My wife and I just returned from a fabulous week in Italy.  We spent time in Venice, Florence, and Rome, with a quick day trip to Tuscany. La Dolce Vita!

I had the chance to do a lot of reading on the markets during our plane ride home yesterday.

Although the S&P was only off -1% last week, the tone of the market commentary was definitely negative. Most analysts seem to be bearish, and think that a major correction is imminent.  Heading for a safe shelter in either bonds or cash was the most prevalent recommendation.

Problem is, I'm not exactly sure why.

True, the market has started out the year strongly, with the S&P up more than +10% for the first quarter.  Markets, of course, never move always in the same direction, so I suppose calling for a correction is a pretty safe call.

On the other hand, I'm not sure that there is any need for a significant change in investment strategy.  Perhaps it is just the fact that I have never been a particularly good market timer (a deficiency, I might add, that is shared by most of my fellow investment professionals), but the fact that bearish sentiment seems so prevalent probably means that a major market collapse is unlikely.

I bought my first stocks in 1966, when I was 9 years old.  My father had always been interested in the stock market, and thought that my brothers and I should learn about investing. He gave us a few dollars, and told us to have at it.

Since that time, there have been 7 recessions, some of them very severe (1974 and 2008 in particular). There have any number of market "corrections", including declines of more than -50% in 1974 and 2008.

But the S&P 500 today stands at 1,554 vs. slightly above 80 in 1966. The average return since that period has been +7.75%.

Despite the nasty bear markets that investors have experienced in the 47 years since I first started investing, in only 12 of those years did investors lose money in stocks, and most of the time those declines were followed by significant gains the following year:

 


Vanguard founder Jack Bogle was featured in a recent post on the blog Business Insider, and made the same point that I have:


CNBC anchor Scott Wapner put the question to Bogle: "You say, 'prepare for at least two declines of 25-30 percent, maybe even 50 percent, in the coming decade.' For a buy-and-hold guy, that's a little concerning, don't you think?"
Bogle replied: 

Not at all.

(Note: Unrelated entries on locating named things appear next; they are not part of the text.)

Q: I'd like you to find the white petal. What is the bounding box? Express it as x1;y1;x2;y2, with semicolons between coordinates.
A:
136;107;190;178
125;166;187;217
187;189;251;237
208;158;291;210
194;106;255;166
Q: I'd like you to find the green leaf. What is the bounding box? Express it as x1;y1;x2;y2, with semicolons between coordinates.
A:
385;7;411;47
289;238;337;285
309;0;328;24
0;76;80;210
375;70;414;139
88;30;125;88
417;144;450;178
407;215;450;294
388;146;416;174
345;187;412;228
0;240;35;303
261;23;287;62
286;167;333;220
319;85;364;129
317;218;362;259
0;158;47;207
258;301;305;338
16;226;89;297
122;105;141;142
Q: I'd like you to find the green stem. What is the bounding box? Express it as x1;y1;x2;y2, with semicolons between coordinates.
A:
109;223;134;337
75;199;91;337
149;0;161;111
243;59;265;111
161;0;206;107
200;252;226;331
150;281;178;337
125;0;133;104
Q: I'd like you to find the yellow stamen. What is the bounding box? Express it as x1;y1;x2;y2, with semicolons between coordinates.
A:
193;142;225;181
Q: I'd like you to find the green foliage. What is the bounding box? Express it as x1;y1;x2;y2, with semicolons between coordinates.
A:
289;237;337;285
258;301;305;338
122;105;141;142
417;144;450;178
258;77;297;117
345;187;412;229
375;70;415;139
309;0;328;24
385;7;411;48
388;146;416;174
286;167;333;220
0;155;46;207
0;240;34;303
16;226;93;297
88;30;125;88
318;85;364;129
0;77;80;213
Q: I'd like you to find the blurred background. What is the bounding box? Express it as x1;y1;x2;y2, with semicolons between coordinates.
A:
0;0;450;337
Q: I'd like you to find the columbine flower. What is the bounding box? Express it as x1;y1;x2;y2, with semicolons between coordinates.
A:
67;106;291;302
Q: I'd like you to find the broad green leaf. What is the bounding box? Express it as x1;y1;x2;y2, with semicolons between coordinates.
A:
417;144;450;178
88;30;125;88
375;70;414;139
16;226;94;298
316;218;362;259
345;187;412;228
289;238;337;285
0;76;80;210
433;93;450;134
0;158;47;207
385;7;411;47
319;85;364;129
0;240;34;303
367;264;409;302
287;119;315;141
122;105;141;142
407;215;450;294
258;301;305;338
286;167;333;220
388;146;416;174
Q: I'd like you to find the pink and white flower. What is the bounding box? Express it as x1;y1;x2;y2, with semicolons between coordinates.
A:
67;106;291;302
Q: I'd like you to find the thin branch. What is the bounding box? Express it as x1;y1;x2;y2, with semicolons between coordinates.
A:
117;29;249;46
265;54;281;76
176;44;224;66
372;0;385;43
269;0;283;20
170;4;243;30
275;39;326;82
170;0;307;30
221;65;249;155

They come and go. The market goes up, and the market goes down. It's never failed to recover from one of those 50 percent declines.

I went through one in 1973-1974, I went through one in 2001, 2002, 2003; I went through another one 2008-2009. They're kind of scary – often terrifying – but it's typical.

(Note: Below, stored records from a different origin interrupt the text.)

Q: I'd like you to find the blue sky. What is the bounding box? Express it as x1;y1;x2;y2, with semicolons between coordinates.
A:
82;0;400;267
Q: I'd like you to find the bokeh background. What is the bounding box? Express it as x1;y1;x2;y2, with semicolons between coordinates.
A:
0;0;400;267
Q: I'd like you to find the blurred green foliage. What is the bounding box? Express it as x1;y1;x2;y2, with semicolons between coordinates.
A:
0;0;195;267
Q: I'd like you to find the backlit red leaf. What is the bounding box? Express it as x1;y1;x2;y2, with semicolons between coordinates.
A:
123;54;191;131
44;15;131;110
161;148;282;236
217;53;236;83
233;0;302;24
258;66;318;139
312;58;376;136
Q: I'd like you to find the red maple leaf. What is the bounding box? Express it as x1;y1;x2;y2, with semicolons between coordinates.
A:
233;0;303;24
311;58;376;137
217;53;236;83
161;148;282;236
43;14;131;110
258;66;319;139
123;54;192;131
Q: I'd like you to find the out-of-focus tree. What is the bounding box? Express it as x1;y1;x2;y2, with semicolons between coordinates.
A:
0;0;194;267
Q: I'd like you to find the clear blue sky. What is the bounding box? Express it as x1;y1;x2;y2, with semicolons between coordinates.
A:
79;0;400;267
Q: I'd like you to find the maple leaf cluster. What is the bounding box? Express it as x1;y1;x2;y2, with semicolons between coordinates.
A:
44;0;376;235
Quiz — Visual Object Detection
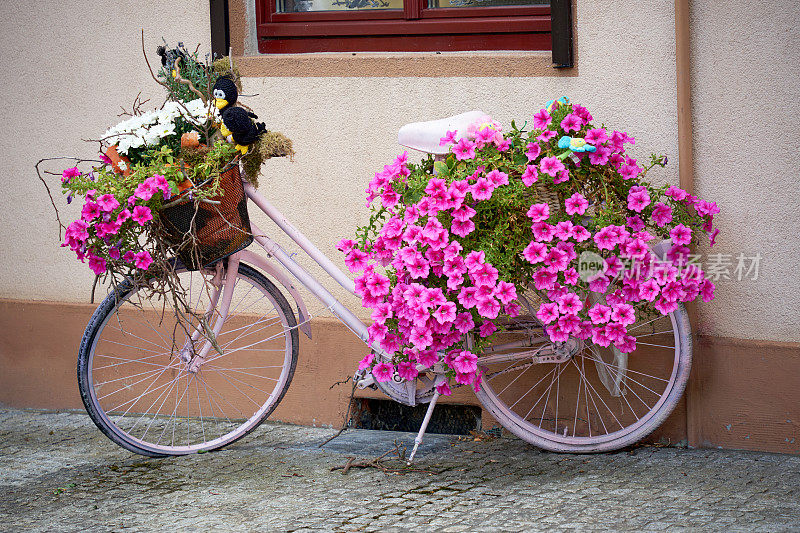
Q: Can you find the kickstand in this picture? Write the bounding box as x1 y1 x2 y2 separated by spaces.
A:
406 375 445 466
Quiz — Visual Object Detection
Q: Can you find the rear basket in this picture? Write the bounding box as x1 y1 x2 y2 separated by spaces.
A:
160 163 253 270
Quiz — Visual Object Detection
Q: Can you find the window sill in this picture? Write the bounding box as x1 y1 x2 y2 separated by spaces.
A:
235 52 578 78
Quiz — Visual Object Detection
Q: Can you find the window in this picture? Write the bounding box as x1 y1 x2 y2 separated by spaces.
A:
256 0 556 53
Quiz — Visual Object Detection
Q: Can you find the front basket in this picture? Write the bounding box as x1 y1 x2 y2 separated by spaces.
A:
160 163 253 270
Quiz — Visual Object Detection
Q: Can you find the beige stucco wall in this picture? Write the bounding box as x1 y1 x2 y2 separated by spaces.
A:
691 0 800 341
0 0 210 301
0 0 798 340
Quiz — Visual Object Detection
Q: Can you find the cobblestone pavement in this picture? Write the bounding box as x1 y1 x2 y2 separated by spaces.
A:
0 409 800 532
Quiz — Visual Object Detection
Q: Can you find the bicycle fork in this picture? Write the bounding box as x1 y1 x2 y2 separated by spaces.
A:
178 254 239 374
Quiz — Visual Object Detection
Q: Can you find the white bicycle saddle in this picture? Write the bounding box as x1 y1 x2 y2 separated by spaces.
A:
397 109 486 154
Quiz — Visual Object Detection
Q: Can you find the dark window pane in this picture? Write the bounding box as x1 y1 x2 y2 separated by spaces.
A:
428 0 550 8
277 0 403 13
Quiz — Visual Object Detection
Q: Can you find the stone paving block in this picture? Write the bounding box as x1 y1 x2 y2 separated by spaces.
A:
0 408 800 532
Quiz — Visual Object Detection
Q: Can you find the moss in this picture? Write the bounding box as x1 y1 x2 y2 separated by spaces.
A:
242 131 294 187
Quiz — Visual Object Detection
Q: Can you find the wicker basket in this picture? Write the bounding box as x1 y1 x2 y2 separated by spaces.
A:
160 163 253 270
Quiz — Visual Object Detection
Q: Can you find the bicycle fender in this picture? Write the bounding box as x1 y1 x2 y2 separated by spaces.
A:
239 250 311 339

Why it doesn't bother me is if you hang on through the cycle, that's the only way to invest. Trying to guess when it's going to go way up or way down is simply not a productive way to put your money to work.

http://www.businessinsider.com/jack-bogle-warns-of-two-50-percent-market-declines-in-next-10-years-2013-4

In other words, assuming you have an investment allocation that makes sense for you, the best advice in anticipation of a market correction is probably to do nothing.